Пока трое старших разговаривали на лестнице, мальчик открыл своим ключом двери вересовской квартиры, зашел туда. Ах, как странно, как нехорошо было там! В папином кабинете всё еще лежал сугробик снега; на нем можно было еще заметить почти изгладившиеся следы: большой мужской и маленький, страшный — женский. Те следы, которые чуть было не увели его, Лодю, из этой жизни в морозный мрак, в ничто! .. Планерчик по-прежнему тихонько поворачивался на своей проволочке под потолком. Ниф-Ниф и Наф-Наф совсем скрылись под кристаллами инея; виднелась только рыжая скрипочка одного из них. Папины книги, милые, дорогие книги, которые Лодя обожал так почтительно, смотрели на него странно, не то печально, не то ободряюще, золотистыми зрачками букв на цветных тоже прихваченных инеем корешках... Вздохнув, мальчик подошел к стенке, не в кабинете, а в своей комнате, снял с нее ту папину карточку «на фоне взрыва», положил в карман и, сам не зная почему, щелкнул любимым своим выключателем; он приводил, бывало, в действие синий ночничок над дверью.
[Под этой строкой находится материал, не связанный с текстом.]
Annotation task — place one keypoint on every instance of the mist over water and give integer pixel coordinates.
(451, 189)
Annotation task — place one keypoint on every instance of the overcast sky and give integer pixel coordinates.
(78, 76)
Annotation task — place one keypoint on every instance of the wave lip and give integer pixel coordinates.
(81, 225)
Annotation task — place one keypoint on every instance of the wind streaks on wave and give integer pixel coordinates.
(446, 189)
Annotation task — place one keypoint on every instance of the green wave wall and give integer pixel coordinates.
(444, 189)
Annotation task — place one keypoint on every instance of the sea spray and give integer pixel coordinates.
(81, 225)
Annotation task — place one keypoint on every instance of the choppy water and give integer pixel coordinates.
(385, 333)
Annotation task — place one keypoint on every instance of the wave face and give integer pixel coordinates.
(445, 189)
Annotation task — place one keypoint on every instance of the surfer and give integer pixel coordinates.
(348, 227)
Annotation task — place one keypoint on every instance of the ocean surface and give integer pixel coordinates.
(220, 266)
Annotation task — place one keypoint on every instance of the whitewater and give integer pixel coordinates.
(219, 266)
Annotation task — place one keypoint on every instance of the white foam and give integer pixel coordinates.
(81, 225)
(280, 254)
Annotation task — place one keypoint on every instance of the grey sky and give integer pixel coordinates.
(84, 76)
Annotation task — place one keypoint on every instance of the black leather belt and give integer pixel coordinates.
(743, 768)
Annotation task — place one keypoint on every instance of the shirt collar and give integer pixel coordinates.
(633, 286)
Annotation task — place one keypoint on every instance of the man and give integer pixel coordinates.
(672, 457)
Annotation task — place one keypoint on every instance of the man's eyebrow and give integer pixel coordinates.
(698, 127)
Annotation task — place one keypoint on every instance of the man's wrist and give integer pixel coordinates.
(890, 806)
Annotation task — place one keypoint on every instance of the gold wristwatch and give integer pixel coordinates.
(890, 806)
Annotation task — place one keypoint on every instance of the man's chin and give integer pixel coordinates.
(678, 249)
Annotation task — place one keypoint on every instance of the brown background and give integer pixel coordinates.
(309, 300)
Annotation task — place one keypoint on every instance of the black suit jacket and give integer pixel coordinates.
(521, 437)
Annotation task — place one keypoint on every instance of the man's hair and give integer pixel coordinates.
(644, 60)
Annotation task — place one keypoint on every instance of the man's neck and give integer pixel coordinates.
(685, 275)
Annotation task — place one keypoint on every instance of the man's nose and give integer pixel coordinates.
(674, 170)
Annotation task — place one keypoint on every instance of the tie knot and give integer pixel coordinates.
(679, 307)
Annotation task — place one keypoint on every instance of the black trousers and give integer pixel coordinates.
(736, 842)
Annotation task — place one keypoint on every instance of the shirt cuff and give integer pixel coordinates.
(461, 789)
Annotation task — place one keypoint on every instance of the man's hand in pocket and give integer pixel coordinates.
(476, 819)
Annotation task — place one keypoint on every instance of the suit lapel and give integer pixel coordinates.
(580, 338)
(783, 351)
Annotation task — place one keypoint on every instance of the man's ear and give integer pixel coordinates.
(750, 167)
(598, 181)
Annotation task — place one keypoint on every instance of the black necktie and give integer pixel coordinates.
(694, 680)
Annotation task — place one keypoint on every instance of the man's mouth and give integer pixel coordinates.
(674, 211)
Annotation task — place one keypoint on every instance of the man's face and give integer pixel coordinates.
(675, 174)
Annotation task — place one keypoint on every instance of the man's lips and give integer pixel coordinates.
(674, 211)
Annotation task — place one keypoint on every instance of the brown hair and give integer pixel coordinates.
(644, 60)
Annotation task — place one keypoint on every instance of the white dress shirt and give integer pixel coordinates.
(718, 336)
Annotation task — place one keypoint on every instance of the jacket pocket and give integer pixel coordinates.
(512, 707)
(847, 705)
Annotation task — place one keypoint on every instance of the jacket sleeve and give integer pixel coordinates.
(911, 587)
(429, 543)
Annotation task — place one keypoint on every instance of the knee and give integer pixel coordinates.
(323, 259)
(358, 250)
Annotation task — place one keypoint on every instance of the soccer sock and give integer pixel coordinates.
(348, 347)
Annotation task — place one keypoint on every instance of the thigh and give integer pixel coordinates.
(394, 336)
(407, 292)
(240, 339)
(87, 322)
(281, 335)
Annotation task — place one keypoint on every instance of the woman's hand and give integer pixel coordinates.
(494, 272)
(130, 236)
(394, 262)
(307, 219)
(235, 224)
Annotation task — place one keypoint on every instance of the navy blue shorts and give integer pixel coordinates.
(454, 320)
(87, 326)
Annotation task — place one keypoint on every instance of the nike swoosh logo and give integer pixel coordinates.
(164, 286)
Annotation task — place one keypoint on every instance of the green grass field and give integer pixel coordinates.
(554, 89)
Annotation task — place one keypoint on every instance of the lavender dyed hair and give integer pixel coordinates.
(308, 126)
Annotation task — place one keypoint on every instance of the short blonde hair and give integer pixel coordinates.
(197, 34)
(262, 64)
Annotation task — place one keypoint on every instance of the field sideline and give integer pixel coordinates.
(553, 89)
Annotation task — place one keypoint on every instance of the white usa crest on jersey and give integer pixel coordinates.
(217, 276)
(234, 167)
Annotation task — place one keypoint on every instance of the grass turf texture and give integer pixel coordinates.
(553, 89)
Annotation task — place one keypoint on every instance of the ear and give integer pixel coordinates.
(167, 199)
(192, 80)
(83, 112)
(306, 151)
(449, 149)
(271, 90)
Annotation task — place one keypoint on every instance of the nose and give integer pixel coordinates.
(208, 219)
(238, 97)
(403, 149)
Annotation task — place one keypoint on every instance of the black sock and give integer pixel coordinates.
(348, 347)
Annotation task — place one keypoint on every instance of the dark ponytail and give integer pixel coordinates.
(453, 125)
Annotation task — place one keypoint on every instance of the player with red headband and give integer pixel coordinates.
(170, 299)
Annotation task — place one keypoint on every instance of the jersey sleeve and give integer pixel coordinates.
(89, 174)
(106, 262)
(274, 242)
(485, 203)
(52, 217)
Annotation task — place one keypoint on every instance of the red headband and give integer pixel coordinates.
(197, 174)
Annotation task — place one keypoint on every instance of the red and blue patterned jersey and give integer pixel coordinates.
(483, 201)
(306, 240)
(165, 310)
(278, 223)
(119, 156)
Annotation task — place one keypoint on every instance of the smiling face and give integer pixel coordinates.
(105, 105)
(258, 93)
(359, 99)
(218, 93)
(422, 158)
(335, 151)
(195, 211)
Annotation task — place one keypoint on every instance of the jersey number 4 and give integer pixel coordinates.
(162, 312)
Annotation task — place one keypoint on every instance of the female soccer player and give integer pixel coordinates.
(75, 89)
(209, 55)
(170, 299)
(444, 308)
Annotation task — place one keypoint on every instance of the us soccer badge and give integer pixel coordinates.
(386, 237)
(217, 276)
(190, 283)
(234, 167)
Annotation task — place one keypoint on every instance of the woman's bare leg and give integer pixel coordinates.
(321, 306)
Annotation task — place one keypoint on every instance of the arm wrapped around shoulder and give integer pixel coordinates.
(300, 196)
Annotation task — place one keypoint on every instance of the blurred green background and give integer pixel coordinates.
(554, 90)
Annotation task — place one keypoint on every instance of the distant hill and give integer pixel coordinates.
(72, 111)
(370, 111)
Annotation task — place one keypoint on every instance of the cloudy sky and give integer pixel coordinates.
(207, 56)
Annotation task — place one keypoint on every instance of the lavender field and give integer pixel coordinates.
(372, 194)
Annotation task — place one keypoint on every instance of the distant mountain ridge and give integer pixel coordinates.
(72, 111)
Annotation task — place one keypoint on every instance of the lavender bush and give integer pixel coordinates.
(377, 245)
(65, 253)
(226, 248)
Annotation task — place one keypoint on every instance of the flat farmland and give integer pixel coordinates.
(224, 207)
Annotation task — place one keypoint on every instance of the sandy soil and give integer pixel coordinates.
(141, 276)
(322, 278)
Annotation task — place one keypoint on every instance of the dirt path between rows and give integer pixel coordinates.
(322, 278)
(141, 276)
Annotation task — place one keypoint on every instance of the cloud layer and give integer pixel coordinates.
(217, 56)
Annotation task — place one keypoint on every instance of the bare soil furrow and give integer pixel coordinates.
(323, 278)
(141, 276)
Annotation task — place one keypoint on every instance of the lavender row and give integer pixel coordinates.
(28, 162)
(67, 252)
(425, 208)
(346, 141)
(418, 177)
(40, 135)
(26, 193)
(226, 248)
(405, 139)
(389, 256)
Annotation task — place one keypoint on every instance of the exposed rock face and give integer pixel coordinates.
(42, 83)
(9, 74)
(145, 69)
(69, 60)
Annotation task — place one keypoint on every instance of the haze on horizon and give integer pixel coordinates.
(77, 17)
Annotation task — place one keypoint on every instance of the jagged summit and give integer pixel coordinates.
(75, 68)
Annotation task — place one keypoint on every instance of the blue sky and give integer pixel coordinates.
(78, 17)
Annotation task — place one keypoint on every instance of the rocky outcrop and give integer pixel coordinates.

Но, нет, чуда не случилось: ночник не зажегся... «Папа? Где ты теперь?»
Так Лодя Вересов остался жить у дяди Васи Кокушкина. Василий Спиридонович заботился о нем так, как никогда не умела и не пыталась заботиться мачеха, как не хватало порою времени позаботиться и отцу. Он привык всё делать по-флотски. По-флотски, на мужской суровый манер полюбил он и своего приемыша. И получилось очень хорошо.